Oliver Dennett Grover 1860–1927

Born in Earlville, Illinois, the son of a lawyer, Oliver Dennett Grover learned the rudiments of painting from portraitist Alden Finney Brooks. He moved with his family to Chicago as a boy and studied at the Chicago Academy of Design (predecessor of the Art Institute of Chicago) while attending secondary school. Following legal studies at the old University of Chicago, Grover used a small bequest to travel to Munich in 1879 to pursue a career in art. There he studied at the Royal Academy and joined the group of young Americans in the circle of the charismatic American artist Frank Duveneck. Traveling with Duveneck to Venice, Grover met James McNeill Whistler, who inspired him to pursue etching. Grover then studied further at the Académie Julian in Paris.

By the time he settled back in Chicago in 1887 with an appointment to the faculty of the fledgling Art Institute of Chicago, Grover had exhibited in prestigious venues in London, Paris, and Munich. In his hometown he stepped into leadership roles in local artists’ organizations, notably the Chicago Society of Artists. He made his debut as a large-scale painter by contributing to a monumental cyclorama painting of the Battle of Gettysburg under the direction of French artist Paul Philippoteaux. In 1889–1890 Grover assisted Albert Fleury in painting two murals in the theater of the new Auditorium Building and independently executed two lunette murals for the dining room of the adjacent hotel. Partnering with Ernest Albert, Grover established a decorative and scenic painting firm and worked on mural commissions, including projects for the Merchant Tailors Building at the 1893 World’s Columbian Exposition, the new Central Trust Company (later Chicago National Bank) building, to which L. C. Earle also contributed, and the southside Blackstone Library, the Chicago Public Library’s first branch facility.

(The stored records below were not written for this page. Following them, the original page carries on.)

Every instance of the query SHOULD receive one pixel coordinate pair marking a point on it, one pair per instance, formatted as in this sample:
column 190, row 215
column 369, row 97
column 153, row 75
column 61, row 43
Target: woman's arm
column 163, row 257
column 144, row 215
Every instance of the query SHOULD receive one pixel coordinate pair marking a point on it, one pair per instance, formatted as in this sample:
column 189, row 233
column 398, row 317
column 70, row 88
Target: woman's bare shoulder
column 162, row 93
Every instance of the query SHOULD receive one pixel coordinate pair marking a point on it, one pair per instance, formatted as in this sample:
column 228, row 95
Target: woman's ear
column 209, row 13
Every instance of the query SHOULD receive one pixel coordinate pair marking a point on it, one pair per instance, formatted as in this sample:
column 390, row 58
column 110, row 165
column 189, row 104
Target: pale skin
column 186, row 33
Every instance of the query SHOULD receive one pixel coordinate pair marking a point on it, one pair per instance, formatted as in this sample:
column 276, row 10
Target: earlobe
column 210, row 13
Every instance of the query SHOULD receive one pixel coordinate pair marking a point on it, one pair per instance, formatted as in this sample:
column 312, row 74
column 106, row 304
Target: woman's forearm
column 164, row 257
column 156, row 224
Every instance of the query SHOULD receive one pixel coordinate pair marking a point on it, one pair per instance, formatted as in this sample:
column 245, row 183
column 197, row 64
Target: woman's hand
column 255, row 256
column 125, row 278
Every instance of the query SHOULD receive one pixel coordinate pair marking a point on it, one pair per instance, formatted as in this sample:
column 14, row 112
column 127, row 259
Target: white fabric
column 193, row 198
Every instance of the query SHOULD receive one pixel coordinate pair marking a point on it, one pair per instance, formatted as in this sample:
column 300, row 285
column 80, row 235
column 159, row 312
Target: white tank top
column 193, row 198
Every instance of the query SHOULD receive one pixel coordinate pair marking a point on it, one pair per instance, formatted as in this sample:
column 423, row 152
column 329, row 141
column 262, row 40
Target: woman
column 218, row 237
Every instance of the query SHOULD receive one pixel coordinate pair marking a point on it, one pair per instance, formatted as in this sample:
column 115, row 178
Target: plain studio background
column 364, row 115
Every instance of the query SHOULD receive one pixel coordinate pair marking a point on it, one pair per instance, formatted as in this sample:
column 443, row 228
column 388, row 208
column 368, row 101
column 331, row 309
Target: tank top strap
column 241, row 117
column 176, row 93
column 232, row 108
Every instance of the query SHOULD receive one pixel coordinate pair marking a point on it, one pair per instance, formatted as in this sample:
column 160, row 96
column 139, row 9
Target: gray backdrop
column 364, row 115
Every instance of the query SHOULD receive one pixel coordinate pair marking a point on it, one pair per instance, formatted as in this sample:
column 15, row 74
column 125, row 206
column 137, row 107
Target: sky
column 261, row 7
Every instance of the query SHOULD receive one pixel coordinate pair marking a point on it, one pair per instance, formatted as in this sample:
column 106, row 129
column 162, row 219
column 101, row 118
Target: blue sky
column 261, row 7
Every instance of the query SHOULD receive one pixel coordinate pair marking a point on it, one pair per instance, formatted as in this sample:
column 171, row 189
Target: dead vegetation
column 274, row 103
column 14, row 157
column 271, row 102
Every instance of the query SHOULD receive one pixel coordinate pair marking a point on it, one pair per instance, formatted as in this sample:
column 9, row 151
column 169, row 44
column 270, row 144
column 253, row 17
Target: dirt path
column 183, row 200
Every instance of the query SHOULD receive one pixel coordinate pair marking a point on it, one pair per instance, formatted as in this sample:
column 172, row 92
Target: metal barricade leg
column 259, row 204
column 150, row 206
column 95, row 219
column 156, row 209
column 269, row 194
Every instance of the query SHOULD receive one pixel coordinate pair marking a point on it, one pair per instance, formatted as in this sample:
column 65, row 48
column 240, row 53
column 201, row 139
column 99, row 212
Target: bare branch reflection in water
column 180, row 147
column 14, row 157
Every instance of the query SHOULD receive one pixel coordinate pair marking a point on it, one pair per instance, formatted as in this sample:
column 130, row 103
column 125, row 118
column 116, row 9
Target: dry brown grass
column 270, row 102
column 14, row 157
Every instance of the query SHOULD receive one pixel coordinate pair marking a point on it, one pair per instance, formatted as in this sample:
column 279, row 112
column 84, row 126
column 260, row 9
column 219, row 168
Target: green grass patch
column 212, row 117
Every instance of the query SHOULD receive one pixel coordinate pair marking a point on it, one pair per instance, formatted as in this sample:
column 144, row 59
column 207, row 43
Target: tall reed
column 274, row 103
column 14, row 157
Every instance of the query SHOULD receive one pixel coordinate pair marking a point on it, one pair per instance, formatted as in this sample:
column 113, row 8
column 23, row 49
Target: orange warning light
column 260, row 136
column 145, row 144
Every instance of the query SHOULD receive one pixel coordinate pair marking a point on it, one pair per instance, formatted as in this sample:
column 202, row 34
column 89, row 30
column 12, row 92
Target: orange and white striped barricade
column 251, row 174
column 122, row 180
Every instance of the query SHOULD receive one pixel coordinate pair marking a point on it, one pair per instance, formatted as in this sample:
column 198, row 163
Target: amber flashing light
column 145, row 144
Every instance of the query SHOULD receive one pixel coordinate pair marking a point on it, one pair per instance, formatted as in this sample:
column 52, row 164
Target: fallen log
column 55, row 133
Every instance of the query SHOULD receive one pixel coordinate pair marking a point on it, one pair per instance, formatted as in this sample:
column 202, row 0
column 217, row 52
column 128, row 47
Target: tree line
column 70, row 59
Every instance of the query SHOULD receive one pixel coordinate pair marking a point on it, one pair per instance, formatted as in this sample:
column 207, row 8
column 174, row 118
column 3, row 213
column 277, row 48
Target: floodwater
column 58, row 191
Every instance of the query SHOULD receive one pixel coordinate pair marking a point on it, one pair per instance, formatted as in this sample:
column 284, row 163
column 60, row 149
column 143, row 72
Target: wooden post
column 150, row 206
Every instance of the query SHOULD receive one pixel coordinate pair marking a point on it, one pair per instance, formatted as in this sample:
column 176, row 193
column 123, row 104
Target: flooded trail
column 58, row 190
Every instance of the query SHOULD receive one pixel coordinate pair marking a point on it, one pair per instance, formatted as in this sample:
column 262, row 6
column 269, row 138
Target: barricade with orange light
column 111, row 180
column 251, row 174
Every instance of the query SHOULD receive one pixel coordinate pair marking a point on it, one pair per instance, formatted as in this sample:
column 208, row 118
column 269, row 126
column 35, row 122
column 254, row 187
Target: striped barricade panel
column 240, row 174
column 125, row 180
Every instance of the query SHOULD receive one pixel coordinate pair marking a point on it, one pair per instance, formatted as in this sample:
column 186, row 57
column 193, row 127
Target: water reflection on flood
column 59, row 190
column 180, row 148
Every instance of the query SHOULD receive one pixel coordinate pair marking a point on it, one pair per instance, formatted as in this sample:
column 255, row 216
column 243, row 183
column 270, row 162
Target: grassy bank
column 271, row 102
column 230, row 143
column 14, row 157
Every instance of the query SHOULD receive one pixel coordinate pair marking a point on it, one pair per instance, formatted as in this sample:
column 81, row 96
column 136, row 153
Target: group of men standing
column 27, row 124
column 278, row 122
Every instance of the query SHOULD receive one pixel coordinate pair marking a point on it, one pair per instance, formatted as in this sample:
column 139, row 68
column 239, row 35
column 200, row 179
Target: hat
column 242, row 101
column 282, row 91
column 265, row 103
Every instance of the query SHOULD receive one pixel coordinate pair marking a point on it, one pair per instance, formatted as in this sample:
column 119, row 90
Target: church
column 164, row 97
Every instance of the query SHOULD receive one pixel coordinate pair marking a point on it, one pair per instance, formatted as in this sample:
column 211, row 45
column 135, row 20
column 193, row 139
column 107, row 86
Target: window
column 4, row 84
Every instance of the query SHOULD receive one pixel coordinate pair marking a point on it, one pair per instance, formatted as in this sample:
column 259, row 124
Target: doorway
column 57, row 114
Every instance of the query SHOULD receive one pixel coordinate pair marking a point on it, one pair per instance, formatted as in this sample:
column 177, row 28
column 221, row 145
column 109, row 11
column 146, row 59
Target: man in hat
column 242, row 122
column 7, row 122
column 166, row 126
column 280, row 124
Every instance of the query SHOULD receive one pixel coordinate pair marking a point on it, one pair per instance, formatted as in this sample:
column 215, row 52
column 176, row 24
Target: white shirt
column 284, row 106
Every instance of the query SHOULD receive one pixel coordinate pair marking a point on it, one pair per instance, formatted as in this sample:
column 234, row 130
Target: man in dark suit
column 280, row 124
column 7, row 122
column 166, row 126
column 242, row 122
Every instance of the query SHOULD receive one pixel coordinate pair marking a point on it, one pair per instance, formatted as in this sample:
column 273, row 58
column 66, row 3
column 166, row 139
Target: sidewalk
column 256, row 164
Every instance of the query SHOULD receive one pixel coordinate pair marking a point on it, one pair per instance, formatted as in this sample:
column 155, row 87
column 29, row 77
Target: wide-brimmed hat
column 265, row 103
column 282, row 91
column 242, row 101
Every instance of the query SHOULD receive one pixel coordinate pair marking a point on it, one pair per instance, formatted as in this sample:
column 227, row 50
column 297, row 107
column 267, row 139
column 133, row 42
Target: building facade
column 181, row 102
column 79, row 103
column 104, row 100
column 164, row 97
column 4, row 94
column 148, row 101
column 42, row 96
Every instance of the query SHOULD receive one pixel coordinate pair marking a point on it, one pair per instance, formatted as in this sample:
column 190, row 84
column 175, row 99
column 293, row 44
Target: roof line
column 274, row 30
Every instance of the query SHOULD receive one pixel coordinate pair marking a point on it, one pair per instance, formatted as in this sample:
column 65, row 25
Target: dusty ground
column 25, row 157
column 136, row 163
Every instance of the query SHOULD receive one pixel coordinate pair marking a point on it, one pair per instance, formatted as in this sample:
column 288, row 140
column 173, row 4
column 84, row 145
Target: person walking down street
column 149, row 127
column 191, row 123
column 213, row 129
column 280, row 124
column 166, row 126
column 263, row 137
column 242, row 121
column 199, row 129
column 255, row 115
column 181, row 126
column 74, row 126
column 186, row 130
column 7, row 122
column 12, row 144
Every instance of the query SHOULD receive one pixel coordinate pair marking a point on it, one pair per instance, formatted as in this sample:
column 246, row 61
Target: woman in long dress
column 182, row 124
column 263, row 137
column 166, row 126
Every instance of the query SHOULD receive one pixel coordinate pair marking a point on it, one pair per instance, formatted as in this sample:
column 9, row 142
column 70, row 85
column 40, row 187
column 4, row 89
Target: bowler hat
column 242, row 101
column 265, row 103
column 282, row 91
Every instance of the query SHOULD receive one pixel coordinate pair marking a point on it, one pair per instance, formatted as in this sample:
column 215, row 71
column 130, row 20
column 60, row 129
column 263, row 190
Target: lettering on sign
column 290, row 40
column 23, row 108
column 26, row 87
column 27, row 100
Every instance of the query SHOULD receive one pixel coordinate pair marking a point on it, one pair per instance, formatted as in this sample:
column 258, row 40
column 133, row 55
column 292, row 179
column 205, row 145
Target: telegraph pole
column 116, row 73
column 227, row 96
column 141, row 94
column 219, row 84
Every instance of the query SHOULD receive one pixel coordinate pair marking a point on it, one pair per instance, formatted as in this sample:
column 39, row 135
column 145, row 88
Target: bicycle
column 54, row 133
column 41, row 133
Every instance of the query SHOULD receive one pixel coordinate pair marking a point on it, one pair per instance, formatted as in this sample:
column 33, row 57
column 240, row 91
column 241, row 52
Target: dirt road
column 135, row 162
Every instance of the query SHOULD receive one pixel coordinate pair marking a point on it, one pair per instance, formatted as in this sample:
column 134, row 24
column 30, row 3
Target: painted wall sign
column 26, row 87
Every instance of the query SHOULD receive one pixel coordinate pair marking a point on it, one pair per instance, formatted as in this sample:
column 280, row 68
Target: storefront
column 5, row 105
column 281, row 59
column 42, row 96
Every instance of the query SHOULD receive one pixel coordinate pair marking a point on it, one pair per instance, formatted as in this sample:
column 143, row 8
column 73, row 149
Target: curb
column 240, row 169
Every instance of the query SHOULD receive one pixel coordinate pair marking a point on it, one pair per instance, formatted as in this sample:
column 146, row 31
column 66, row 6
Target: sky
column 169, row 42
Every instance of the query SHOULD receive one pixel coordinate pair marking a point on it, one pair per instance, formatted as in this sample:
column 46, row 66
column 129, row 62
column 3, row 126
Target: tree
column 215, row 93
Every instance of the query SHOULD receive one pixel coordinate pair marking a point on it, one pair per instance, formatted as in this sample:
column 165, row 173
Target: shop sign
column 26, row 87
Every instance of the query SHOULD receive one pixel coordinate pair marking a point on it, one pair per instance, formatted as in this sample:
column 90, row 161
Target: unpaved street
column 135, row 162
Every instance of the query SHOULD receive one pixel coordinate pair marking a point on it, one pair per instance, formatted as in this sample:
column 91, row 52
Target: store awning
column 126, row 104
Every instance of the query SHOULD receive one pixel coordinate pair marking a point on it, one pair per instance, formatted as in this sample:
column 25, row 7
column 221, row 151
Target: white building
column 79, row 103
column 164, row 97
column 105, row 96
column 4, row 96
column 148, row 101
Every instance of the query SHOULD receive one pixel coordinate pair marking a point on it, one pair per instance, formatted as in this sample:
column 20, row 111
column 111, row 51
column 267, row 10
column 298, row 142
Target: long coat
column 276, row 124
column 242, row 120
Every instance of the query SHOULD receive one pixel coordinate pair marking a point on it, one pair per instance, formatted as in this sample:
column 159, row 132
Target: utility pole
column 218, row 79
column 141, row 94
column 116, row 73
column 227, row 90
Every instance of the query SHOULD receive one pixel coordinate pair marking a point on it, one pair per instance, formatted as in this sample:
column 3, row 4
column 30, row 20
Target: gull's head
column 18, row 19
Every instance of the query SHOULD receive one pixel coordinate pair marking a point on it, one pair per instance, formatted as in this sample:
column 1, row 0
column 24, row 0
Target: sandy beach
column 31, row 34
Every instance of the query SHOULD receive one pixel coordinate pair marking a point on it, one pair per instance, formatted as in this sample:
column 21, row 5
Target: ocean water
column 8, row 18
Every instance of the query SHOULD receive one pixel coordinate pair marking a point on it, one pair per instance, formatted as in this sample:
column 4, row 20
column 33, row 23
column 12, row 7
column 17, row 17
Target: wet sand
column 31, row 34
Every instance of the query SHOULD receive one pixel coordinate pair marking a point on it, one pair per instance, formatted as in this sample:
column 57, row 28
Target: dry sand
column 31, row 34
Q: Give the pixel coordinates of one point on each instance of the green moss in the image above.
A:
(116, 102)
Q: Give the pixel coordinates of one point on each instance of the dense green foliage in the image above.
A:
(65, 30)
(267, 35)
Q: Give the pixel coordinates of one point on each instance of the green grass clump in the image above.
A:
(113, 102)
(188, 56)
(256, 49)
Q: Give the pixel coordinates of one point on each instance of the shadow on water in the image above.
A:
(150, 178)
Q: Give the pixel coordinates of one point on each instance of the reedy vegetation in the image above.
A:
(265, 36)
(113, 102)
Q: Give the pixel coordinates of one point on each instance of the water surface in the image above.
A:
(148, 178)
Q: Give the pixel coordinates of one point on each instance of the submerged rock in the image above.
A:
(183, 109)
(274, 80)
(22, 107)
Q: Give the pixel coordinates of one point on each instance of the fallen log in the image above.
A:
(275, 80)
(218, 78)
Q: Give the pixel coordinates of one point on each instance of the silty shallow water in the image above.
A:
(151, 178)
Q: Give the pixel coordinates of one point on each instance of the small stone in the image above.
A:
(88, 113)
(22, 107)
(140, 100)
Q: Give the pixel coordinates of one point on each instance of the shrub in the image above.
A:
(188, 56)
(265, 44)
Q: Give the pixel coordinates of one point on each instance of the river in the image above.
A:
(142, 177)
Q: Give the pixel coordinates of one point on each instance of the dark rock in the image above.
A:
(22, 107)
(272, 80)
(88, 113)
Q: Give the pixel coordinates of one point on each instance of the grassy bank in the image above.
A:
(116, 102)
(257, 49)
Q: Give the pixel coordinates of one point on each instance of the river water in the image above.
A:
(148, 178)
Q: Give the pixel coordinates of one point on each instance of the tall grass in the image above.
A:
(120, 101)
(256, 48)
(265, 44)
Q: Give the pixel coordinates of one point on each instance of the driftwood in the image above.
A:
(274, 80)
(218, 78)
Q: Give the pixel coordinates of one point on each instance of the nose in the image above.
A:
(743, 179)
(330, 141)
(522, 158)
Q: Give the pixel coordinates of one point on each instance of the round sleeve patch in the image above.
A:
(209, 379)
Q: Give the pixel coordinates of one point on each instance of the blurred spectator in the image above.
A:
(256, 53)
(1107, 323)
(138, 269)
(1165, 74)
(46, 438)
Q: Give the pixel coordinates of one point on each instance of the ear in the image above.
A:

As a member of the informal artists’ gathering known as the Little Room and its successor, the Cliff Dwellers club, Grover associated with such members of Chicago’s artistic elite as Ralph Clarkson and sculptor Lorado Taft; together, this trio “dominated almost dictatorially” Chicago’s art scene at the turn of the twentieth century, according to critic Clarence J. Bulliet.i One of the most public and prominent Chicago artists of his day, Grover received abundant local and national press attention as he showed his work in numerous group and solo exhibitions and received a host of awards and honors, culminating in election to associate membership in the National Academy of Design in New York. In addition to his mural work, Grover established a solid reputation as a painter of society portraits, and he was active as an etcher. In landscape painting he was best-known for his images of Italy; he traveled widely and later expanded his subject matter to the American West and the Canadian Rockies. At the time of his death, marked by a memorial exhibition at the Art Institute, Grover had come to symbolize embattled conservative artistic values. Bulliet, an outspoken champion of modernism, recalled him—with only a hint of irony—as “a man of fine culture, sensitive, and looking every inch the artist.”

Wendy Greenhouse, PhD

i C. J. Bulliet, “Artists of Chicago Past and Present. No. 96: Oliver Dennett Grover,” Chicago Daily News, July 22, 1939.